Reserved process names
The operating system reserved process name space includes these names: $Xname, $Yname,
and $Zname, where name is from 1 through 4 alphanumeric characters. You must not use
names of this form in any application. System-generated process names (from
PROCESS_LAUNCH_, PROCESS_SPAWN_, PROCESS_CREATE_, NEWPROCESS[NOWAIT],
PROCESSNAME_CREATE_, CREATEPROCESSNAME and CREATEREMOTENAME procedures)
are selected from this set of names. For more information about reserved process names. see
Appendix B: Reserved Process Names.
Creator access ID (CAID) and process access ID (PAID)
The creator access ID of the new process is always the same as the process access ID of the
creator process. The process access ID of the new process is the same as that of the creator
process unless the program file has the PROGID attribute set; in that case the process access
ID of the new process is the same as the user ID of the program file's owner and the new
process is always local.
I/O error to the home terminal
An I/O error to the home terminal can occur if there are undefined externals in the program
file and PROCESS_CREATE_ is unable to open or write to the home terminal to display the
undefined externals messages. The error-detail parameter contains the file-system error
number that resulted from the open or write that failed.
Nowait Considerations
If you call this procedure in a nowait manner, the results are returned in the nowait
PROCESS_LAUNCH_ or PROCESS_CREATE_ completion message (-102), not the output
parameters of the procedure. The format of this completion message is described in the
Guardian Procedure Errors and Messages Manual. If error is not 0, no completion message
is sent to $RECEIVE. Errors can be reported either on return from the procedure, in which case
error and error-detail might be meaningful, or through the completion message sent
to $RECEIVE.
Compatibility Considerations
If the new process is to be accessible to a process with a low PIN, then it must be forced into
a low PIN (below 255).

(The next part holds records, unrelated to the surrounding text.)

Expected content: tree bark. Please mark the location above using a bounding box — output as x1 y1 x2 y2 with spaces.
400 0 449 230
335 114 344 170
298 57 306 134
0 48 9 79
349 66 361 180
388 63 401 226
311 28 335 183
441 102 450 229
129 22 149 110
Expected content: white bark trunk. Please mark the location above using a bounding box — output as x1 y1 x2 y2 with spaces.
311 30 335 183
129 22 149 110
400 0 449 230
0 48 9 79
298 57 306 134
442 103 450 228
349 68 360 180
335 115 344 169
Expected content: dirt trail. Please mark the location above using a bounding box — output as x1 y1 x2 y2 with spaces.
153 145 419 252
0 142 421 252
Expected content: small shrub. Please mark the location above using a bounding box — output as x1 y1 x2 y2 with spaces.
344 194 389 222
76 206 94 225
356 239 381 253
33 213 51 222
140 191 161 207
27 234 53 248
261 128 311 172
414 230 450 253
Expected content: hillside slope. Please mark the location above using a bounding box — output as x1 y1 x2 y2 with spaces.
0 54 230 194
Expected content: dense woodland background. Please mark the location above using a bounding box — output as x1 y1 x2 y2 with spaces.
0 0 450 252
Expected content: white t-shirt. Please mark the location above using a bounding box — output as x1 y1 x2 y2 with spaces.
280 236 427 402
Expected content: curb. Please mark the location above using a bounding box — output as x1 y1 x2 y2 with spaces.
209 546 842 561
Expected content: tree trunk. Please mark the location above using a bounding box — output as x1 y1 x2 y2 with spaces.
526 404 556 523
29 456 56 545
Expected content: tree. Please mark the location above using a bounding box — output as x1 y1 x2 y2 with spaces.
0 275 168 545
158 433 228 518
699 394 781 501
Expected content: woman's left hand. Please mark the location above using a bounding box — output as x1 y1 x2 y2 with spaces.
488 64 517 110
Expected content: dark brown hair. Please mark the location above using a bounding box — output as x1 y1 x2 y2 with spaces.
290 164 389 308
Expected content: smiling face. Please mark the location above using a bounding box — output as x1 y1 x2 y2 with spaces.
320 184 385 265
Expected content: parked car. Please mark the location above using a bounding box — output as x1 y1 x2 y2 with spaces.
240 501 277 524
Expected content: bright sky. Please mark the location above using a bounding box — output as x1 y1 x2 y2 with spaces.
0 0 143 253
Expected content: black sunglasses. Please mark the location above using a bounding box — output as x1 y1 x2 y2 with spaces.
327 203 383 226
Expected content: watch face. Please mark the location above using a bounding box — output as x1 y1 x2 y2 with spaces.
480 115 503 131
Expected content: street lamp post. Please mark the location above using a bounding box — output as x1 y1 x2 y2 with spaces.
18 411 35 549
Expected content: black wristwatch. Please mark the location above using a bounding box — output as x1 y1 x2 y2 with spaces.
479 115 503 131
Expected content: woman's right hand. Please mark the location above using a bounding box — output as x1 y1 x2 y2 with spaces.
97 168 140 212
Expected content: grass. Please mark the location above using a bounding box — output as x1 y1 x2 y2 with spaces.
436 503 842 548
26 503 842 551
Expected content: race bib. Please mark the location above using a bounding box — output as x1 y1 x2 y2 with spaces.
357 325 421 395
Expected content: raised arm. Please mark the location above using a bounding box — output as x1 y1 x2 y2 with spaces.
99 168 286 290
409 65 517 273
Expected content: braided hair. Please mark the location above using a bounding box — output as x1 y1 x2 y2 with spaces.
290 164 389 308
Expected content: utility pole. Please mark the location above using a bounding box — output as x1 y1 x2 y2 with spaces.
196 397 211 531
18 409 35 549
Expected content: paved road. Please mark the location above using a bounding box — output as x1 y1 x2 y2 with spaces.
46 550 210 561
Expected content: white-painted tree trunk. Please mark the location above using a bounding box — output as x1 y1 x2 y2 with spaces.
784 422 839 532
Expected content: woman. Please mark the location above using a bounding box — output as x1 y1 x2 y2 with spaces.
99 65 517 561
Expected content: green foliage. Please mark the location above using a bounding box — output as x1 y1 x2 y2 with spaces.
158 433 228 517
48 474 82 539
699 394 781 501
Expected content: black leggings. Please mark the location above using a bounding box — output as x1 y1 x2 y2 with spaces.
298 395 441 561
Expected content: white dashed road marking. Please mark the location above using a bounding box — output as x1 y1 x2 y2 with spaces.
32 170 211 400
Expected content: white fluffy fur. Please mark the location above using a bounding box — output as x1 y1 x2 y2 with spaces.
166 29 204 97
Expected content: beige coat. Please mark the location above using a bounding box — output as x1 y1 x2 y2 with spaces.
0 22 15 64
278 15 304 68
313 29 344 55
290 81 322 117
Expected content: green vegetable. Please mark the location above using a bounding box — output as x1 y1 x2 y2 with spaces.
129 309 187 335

You can force the process into a low PIN either by specifying
create-options.<15> = 1 (requires a low PIN), or by making sure that the program-file
high-PIN flag is off.
If you want the new process to be forced into a low PIN only if the calling process was forced
into a low PIN, specify create-options.<10> = 0 (requires a low PIN if the caller has the
inherited force-low attribute set) and create-options.<15> = 0 (can have any PIN).
If you want explicit control over each child process with respect to running with a high or low
PIN, specify create-options.<10> = 1 (ignore the caller's inherited force-low attribute)
and create-options.<15> = either 1 (requires a low PIN) or 0 (can be assigned any PIN)
as appropriate.
If the new process is unnamed, it must be forced into a low PIN if it is to be accessible to
processes that do not know about high PINs.
If the new process has a high PIN and has a name with five or fewer characters (not counting
the $), it is accessible to any high PIN process running on any node in the network.
For further information on compatibility, see the Guardian Programmer's Guide and the
Guardian Application Conversion Guide.